Stocks are muted going into the close as some traders are stilling on their hands in advance of the Federal Reserve interest rate decision at 7pm (UK time), which will be followed by the press conference 30 minutes later.

Europe

The mood today has been one of cautious optimism, as the US central bank are tipped to lower interest rates, but seeing as the US economy is in good shape, there is the possibility the update won’t be as dovish as expected. Recently, the European Central Bank over promised, and undelivered in relation to its latest update, so it is possible the Fed might do a similar move. To a certain extent, the dust has settled in relation to the attack in Saudi Arabia, hence why traders are a little more confident about being stocks.   

Pendragon posted first-half pre-tax loss of £32 million, which compares with the £28 million profit a year ago. The firm blamed a lack of consumer appetite and uncertainty in relation to Brexit for the poor performance. Economic reports and company updates from retailers of all manner of businesses, are largely showing softer sales as consumers are cautious. The firm found itself with a stockpile of second-hand cars, so they decided to offer discounts, hence why the company swung to a loss. To make matters worse, Pendragon issued a less-than-optimistic outlook as the company predicts that trading will be challenging.

Kingfisher is four years into a five restructuring plan, but the company registered a 6.4% fall in first-half profit. In recent years, the French operation held the company back, which is still the case, as the unit saw a 12.7% decline in retail profit. On the bright side, Screwfix, the trade specialist in the UK, saw sales increase by 5.1% on a like-for-like basis. The UK construction sector is cooling, so the British business might come under pressure in the near-term. Thierry Garnier will take over as CEO later this month, so traders will be waiting to hear his thoughts on the outlook for the group, as the possibility of the company being broken-up has resurfaced today.

US

Stocks are fractionally lower ahead of the Fed update. The Dow Jones is slightly above the 27,000 mark, while the S&P 500 is shy of the 3,000 mark. Volatility is tipped to be low on the run up to the announcement from the US central bank. There is talk of a 25 basis point rate cut, but some traders feel it will be accompanied by neutral language, which would signal an adjustment.
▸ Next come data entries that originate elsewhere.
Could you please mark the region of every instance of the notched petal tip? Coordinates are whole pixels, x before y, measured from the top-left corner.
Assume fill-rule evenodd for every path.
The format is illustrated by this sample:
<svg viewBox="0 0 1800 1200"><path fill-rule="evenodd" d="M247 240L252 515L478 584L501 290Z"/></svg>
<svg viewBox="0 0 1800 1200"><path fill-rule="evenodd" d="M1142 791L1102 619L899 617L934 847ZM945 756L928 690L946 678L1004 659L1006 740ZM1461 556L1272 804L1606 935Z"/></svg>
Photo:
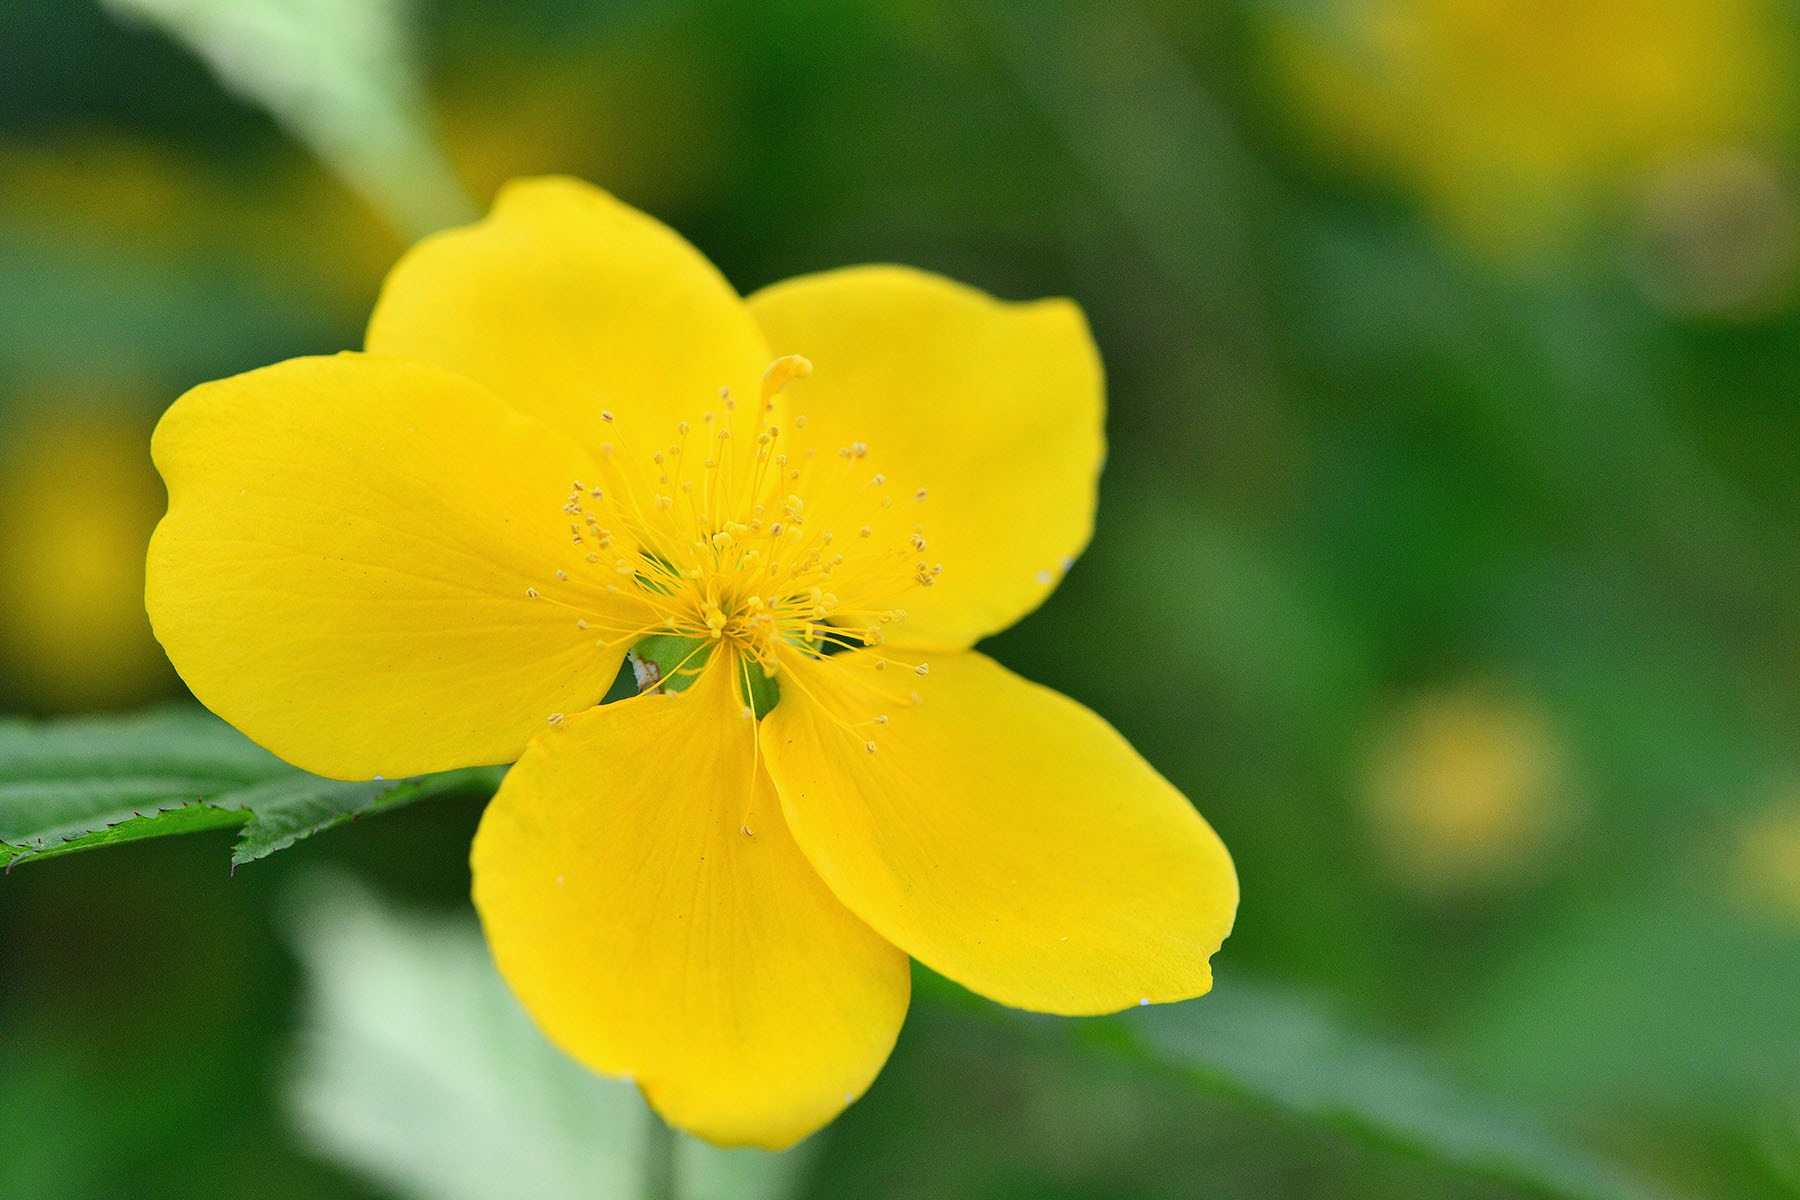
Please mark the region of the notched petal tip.
<svg viewBox="0 0 1800 1200"><path fill-rule="evenodd" d="M908 677L923 703L884 705L880 753L863 753L872 660L796 664L802 686L763 721L795 840L851 911L1016 1008L1211 987L1237 873L1185 797L1099 717L973 653Z"/></svg>
<svg viewBox="0 0 1800 1200"><path fill-rule="evenodd" d="M780 1149L875 1077L910 974L794 846L738 708L709 667L677 703L534 741L482 817L474 896L552 1041L672 1125Z"/></svg>
<svg viewBox="0 0 1800 1200"><path fill-rule="evenodd" d="M466 379L292 359L189 391L152 453L170 496L145 572L157 638L202 703L298 766L505 762L617 672L623 651L528 598L590 460Z"/></svg>
<svg viewBox="0 0 1800 1200"><path fill-rule="evenodd" d="M909 597L889 640L960 649L1042 603L1040 569L1092 534L1105 457L1105 380L1080 308L891 265L787 280L750 308L771 344L823 364L793 404L808 422L796 436L821 454L855 447L897 496L930 497L943 578Z"/></svg>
Some dealers are expected the Fed to lay the ground work for a series of rates, but keep in mind the jobs market is robust, plus wages are impressive, so a very dovish update is not a done deal.     

FedEx posted poor first-quarter numbers last night. EPS declined by more than 11% to $3.05, which undershot the $3.15 consensus estimate. Revenue was broadly unchanged in addition to being largely in line with expectations. The group cited the US-China trade conflict as well as the ending of a contract with Amazon for the disappointing update. The company lowered the annual guidance too, which compounded the impact on the stock, which is down XXX%. The company is seen as a good gauge of demand as they are in the parcel delivery business, so the under whelming update could point to a slowdown in consumer activity.

FX

GBP/USD is lower on the session, partially because of the firmer US dollar, also partially because of the weaker UK CPI data. The British CPI rate dropped to 1.7% from 2.1%, plus the core reading slipped to 1.5%, from 1.9%. The updates point to a sizable fall off in demand, which might be on account of the uncertainty in relation to Brexit.

EUR/USD has also been hit by the move higher in the US dollar. The final reading of euroozone CPI was 1% in August, plus the core reading was 0.9%. Demand in the currency bloc is clearly low, hence why the European Central Bank cut rates even further into negative territory last week, as well as announcing a stimulus package.       

Commodities

Gold is in demand this afternoon going into the Fed meeting. The central bank are tipped to lower interest rates, but traders are divided over how dovish the message will be, which is likely to add volatility to the market in the wake of the announcement. Should the US central bank go down the dovish route, the metal might drive higher, but the use of more neutral language might send the metal back through $1,500.

Oil is off the lows of the session after the Saudi military said the recent drone attacks were unquestionably sponsored by Iran. Seeing as the Saudi Arabian government has invited the UN to investigate the attack, volatility is likely to taper off, as the oil rich nation appears to be going down the political route. The Trump administration will ramp up sanctions on Iran in light of the attack.